How Behind the Ear Molds Are Made
Note: None of our hearing aids require a mold. This article is a public service to our customers who want to know what is involved with having an ear mold made. The audiologist or hearing aid dispenser first inspect your ear canal to make sure there is no excess ear wax in the canal and that the ear drum is healthy. They will then mix a quick drying silicon material and inject the liquid into the ear canal. The silicon material is very slippery to the touch and it will plug up the ear completely.
After a few minutes, the hardened silicon, the consistency of soft rubber, is gently removed from the ear. Because of the slipperiness of the material, the hairs in the ear will not be pulled when the mold is removes. A few “wiggles” usually breaks the mold free and it can be removed. The impression is sent to a lab, which creates a negative of the impression. The lab then use that negative to create the actual mold. The ear mold material is harder than the original impression, but still slightly soft so that it will not irritate the ear canal.
Sample Ear mold for the right ear – Each person’s custom ear mold will be uniquely made to the shape of their own ear canal. While at the lab, or when the mold is returned, there will be two holes drilled through it: the hole that the hearing aid will fit into that is drilled through the center of the mold from front to back, and a smaller diameter vent hole that is also drilled front to back, but lower. The vent hole helps equalize air pressure between the hearing aid itself and the ear drum, and also allows a small amount of air to circulate to vent moisture.
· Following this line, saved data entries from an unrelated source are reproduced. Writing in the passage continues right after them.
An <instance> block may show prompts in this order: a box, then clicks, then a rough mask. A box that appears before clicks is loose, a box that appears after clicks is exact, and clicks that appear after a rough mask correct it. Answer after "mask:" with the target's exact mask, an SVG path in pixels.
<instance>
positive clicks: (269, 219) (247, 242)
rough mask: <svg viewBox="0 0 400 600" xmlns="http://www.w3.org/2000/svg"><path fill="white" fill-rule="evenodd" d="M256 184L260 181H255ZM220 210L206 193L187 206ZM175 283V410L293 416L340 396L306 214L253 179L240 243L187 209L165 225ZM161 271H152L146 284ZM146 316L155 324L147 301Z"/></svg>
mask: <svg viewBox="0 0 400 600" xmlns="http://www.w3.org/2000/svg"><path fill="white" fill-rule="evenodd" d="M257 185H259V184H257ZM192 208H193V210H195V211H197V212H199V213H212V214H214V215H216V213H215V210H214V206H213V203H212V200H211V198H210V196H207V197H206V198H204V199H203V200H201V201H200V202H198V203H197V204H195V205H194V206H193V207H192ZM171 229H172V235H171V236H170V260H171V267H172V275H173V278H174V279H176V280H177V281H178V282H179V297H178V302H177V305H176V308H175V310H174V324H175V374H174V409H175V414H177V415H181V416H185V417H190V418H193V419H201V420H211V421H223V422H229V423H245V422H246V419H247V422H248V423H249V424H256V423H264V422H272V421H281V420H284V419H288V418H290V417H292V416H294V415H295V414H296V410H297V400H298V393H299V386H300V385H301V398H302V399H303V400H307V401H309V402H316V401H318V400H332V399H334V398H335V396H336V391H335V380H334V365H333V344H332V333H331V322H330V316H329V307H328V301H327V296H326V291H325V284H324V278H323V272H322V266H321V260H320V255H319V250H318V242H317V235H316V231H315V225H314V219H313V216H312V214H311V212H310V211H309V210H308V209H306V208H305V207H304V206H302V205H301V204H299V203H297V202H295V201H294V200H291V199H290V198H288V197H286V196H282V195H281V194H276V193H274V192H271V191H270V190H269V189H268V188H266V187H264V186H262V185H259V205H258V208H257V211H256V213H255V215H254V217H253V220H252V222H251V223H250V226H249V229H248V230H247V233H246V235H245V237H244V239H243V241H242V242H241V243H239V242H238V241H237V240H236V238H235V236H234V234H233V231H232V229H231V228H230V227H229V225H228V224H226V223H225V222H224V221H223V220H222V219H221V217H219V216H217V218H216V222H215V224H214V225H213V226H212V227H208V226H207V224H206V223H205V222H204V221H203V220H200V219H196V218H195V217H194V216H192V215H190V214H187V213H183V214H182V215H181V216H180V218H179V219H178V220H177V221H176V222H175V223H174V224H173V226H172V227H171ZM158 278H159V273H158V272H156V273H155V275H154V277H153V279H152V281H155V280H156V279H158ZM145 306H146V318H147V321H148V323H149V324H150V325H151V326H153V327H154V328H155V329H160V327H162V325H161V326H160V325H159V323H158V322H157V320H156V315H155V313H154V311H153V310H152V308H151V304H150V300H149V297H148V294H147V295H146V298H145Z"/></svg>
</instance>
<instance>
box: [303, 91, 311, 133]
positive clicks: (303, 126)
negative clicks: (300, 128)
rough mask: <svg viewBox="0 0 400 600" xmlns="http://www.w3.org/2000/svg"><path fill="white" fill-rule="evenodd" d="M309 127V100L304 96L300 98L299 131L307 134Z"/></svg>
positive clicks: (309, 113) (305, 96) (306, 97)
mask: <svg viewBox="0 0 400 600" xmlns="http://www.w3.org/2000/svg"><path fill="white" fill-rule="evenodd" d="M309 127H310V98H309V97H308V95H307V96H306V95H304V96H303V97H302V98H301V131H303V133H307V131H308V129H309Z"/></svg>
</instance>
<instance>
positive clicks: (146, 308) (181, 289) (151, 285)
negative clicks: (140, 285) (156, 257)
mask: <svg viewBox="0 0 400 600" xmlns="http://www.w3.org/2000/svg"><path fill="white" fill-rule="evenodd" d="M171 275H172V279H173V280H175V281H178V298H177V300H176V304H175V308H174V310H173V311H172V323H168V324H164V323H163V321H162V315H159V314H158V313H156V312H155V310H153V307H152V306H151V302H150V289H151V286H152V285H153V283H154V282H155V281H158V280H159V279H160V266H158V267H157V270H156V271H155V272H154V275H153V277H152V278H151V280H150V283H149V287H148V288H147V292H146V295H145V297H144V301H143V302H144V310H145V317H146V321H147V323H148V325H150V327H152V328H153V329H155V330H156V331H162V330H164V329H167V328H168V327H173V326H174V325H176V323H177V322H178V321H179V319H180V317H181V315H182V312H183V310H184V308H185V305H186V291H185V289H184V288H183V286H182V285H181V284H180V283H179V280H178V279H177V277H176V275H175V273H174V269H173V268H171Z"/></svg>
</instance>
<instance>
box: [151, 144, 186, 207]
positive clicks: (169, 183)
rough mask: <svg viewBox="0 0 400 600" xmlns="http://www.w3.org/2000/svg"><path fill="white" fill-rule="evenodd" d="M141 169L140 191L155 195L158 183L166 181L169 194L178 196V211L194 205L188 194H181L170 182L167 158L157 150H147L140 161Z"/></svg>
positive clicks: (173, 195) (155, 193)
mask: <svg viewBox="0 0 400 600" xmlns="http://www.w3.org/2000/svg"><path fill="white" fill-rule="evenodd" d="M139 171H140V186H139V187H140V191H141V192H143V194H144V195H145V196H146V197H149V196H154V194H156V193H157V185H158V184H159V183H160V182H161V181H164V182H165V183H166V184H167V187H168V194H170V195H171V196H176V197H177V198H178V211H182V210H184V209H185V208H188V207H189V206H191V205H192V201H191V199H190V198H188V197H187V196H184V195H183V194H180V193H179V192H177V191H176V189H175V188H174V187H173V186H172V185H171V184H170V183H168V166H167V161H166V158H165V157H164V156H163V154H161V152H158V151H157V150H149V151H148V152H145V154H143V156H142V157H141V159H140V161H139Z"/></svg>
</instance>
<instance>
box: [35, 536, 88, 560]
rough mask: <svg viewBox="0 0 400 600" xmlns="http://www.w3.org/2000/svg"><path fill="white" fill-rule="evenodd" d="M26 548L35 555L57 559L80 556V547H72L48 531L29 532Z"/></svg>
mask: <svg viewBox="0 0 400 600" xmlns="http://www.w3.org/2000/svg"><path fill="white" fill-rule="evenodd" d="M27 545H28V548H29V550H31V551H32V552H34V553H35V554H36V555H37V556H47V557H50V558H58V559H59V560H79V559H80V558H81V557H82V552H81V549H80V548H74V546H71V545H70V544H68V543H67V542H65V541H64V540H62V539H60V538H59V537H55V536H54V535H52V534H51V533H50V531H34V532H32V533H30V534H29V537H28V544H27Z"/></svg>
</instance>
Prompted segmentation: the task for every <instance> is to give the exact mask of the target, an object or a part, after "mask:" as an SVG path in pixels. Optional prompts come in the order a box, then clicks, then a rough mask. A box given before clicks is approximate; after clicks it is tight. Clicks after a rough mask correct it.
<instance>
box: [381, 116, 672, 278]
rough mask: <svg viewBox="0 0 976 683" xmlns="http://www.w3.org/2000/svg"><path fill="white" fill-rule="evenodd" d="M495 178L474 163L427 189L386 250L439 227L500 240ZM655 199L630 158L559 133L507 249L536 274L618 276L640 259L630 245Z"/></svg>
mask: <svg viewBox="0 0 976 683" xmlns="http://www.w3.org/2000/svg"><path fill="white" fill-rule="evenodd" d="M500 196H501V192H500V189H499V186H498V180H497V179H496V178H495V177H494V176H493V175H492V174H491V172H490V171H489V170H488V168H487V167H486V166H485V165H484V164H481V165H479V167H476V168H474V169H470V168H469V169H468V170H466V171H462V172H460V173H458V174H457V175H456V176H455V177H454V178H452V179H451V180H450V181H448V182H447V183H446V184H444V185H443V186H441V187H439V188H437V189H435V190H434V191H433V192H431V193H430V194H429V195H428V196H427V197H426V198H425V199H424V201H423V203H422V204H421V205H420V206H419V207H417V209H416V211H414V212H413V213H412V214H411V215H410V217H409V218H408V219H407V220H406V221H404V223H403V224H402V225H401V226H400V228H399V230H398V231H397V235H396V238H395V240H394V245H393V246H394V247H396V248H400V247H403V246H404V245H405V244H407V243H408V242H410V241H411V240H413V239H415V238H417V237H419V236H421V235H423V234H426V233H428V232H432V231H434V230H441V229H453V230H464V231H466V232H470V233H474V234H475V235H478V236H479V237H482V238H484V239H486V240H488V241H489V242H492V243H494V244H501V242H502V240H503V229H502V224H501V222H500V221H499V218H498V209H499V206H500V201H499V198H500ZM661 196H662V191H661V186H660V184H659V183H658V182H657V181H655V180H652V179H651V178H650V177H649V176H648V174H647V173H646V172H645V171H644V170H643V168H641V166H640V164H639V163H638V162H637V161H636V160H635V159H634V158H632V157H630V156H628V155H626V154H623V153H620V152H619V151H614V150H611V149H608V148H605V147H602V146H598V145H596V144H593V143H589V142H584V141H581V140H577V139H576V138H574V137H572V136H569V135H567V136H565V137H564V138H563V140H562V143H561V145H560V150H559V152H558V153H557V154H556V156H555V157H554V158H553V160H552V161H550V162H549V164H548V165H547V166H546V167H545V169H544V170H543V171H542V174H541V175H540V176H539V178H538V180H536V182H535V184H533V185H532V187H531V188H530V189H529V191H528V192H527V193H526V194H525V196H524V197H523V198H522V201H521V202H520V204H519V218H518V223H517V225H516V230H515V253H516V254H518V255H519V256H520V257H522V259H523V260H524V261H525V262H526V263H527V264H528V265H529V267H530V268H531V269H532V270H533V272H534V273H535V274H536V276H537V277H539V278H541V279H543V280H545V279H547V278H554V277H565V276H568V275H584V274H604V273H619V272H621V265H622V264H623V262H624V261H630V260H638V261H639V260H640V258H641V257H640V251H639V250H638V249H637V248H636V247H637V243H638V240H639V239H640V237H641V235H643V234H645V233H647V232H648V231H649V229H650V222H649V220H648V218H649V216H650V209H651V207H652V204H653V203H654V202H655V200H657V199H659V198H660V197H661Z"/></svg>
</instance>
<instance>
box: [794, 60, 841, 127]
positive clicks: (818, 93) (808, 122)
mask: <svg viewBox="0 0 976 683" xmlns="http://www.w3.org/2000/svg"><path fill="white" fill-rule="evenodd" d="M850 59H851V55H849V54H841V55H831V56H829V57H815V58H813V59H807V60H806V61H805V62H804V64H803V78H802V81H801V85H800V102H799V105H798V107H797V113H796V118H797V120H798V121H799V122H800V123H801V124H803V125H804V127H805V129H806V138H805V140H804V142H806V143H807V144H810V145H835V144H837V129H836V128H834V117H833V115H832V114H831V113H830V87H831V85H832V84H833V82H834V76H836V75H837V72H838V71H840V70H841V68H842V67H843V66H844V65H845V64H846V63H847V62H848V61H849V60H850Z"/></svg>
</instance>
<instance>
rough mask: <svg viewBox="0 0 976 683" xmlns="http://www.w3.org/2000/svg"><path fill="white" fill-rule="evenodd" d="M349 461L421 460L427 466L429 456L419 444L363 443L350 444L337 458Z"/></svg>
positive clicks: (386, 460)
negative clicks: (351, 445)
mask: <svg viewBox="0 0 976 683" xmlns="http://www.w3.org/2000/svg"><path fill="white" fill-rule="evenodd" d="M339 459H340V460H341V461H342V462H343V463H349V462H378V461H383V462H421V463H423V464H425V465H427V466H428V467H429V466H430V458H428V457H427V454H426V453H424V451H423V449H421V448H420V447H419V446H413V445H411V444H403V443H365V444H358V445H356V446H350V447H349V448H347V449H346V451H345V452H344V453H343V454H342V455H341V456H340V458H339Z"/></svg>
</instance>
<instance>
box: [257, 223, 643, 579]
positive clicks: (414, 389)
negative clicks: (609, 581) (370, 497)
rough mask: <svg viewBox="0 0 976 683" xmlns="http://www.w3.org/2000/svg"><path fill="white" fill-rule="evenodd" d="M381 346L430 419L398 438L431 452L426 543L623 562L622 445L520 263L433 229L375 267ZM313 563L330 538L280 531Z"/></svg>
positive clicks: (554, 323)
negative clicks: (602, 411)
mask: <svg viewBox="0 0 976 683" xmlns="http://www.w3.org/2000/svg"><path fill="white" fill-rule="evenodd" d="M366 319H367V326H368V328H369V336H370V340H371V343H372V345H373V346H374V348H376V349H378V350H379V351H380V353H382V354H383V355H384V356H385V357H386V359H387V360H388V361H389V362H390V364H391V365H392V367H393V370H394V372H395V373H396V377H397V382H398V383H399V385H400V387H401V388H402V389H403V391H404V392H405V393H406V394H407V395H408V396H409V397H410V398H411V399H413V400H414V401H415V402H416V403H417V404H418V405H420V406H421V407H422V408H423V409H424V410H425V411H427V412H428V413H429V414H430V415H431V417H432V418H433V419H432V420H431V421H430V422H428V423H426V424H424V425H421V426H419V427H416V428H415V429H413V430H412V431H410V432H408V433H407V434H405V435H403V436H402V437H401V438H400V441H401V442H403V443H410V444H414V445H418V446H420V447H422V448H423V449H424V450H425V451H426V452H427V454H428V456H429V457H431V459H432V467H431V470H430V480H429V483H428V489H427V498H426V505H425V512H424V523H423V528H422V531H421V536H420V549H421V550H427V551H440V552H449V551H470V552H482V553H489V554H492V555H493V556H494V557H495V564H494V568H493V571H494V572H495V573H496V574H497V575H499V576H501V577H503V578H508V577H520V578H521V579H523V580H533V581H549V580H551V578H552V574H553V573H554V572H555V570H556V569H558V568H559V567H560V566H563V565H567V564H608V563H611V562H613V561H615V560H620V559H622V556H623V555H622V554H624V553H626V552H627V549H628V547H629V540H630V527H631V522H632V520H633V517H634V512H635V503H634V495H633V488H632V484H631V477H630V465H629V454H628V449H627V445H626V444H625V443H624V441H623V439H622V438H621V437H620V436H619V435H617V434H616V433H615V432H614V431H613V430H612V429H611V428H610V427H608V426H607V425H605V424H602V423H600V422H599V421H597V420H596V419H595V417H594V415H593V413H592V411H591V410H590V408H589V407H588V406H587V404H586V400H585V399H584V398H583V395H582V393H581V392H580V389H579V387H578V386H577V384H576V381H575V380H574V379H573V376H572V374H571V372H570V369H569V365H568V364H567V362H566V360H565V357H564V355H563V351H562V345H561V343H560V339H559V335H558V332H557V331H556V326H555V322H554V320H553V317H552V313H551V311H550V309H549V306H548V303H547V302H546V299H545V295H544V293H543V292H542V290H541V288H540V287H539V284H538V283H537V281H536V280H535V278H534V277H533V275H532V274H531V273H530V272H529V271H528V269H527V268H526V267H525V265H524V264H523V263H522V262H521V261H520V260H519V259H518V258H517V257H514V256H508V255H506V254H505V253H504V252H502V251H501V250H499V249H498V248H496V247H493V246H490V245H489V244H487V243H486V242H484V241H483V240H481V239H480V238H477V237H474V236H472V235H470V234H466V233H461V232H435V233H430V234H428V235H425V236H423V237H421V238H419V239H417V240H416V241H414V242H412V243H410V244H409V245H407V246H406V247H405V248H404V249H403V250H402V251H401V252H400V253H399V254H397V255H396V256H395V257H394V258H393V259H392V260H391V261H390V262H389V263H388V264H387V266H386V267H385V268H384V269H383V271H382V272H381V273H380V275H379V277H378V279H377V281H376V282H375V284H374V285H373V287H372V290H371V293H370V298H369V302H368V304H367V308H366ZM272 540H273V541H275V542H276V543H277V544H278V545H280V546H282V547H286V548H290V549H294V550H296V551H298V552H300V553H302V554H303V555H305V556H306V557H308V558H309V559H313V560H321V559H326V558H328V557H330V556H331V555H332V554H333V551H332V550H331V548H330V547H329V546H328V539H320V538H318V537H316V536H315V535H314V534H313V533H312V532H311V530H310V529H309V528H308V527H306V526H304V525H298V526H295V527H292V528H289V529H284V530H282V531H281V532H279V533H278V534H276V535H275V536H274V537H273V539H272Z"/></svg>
If the mold is for a BTE hearing aid, the output side of the hearing aid tube (the side facing the ear drum) is inserted into the middle hole of the mold using a short piece of flexible tubing. The tubing is pushed through the length of the middle hole and. It stays there and acts both as a guide and a support to keep the hole open. Ear molds can come in a variety of colors, although most hearing aid wearers do not wear decorative ear molds. Some designs are meant to make the ear molds blend in with the skin color while others are flashy and decorative.